To provide a sensory feedback mechanism, data are firstly acquired through the use of tactile sensors that come in contact with the target object (Fig. 6.4). Secondly, the analog-to-digital converter digitizes the signal at the signal transduction stage prior to further analysis. Before further signal processing, unwanted signal disturbances called artifact are removed by applying a wavelet transform and empirical mode decomposition strategies to reduce the noise in the signal [48]. At the last stage, the transmitted signal which mimics the real signal (action potential) is then sent to the brain for interpretation.
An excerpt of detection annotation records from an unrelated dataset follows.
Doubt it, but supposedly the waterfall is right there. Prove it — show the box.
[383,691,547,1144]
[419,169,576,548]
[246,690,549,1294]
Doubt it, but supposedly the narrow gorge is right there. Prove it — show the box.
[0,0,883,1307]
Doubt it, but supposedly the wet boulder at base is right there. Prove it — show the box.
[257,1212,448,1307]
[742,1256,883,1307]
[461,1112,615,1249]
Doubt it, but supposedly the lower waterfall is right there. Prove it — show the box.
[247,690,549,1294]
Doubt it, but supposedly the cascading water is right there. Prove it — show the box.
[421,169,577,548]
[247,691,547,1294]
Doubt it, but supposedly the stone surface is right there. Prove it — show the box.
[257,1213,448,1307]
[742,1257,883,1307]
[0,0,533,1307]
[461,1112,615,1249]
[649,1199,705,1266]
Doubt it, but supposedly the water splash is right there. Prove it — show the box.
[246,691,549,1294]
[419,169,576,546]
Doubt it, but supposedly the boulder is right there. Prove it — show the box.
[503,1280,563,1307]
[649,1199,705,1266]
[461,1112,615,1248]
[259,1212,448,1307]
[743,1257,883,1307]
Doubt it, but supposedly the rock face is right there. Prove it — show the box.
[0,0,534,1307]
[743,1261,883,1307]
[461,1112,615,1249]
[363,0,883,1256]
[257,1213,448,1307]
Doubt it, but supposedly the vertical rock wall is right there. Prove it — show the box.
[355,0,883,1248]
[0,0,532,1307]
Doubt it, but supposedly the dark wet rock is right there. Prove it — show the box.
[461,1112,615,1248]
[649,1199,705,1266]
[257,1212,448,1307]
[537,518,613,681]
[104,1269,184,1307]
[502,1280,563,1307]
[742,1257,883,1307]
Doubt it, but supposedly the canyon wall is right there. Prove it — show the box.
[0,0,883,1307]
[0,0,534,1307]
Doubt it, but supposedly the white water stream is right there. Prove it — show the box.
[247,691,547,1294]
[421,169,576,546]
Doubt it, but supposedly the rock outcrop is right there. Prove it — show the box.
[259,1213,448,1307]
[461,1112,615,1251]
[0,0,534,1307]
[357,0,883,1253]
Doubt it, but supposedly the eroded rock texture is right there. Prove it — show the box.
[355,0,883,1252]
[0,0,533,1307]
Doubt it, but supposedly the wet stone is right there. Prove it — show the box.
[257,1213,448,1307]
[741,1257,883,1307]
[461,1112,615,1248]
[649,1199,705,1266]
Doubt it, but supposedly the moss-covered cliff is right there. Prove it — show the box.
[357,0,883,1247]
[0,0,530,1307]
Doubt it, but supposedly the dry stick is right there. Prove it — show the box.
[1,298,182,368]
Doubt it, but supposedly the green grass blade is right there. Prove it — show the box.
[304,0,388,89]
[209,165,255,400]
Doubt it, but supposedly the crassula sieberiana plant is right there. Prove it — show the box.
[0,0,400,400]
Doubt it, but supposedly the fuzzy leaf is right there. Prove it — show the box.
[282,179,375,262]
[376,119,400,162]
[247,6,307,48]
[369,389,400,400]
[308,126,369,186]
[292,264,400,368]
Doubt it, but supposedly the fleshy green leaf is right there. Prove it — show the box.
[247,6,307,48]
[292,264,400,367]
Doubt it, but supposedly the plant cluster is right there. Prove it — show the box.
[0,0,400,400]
With the invasive mechanism, action potentials traveling in the form of electrical signals through the nervous systems could possibly regain all somatic sensory information with modality matching by implanting neural electrodes in the peripheral nerves [49]. This approach is able to restore the sense of touch by means of implantable nerve interfaces but always associated with risk of surgical procedure, and their long-term usability needs to be fully investigated [50]. There are three major approaches for invasive sensory feedback which are peripheral nervous system (PNS) stimulation, targeted sensory reinnervation (TSR), and central nervous system (CNS) stimulation. On the other hand, the promising noninvasive mechanism could be realized through techniques such as mechanotactile, vibrotactile, or electrotactile stimulations. To achieve any of these stimulation techniques, the characteristics of the actuator (weight, size, and power consumption) would need to be considered. Importantly, more research focus has been shifted toward the noninvasive sensory feedback mechanism in the recent years with a lot of work currently ongoing in this area.

In summary, integrating an efficient noninvasive sensory feedback mechanism into the currently available multifunctional upper limb prostheses will not only improve the control performance of the prostheses but also give users a feel of their true natural environment during ADL.

6.4 Conclusion

The human upper limb is an important part of the body that enables the accomplishment of a range of tasks in workplace, at home, and in social gathering during ADL. The loss of this part of the body severely limits the capability of amputees while undergoing ADL. In this regard, prosthetic device driven by different control methods have been built to restore the lost limb functions in amputees. At the forefront of these prostheses, control method is the EMG-based control which has attracted considerable attention in both the academia and industry in the recent years. Hence, this chapter focuses on EMG-based prostheses control methods with emphases on pattern recognition-based control as well as simultaneous and proportional control techniques, with details on the fundamental procedure of decoding limb movement intents. Also, a number of techniques for improving the overall performance of EMG-based prosthetic system were discussed with emphases on the advantages and limitations.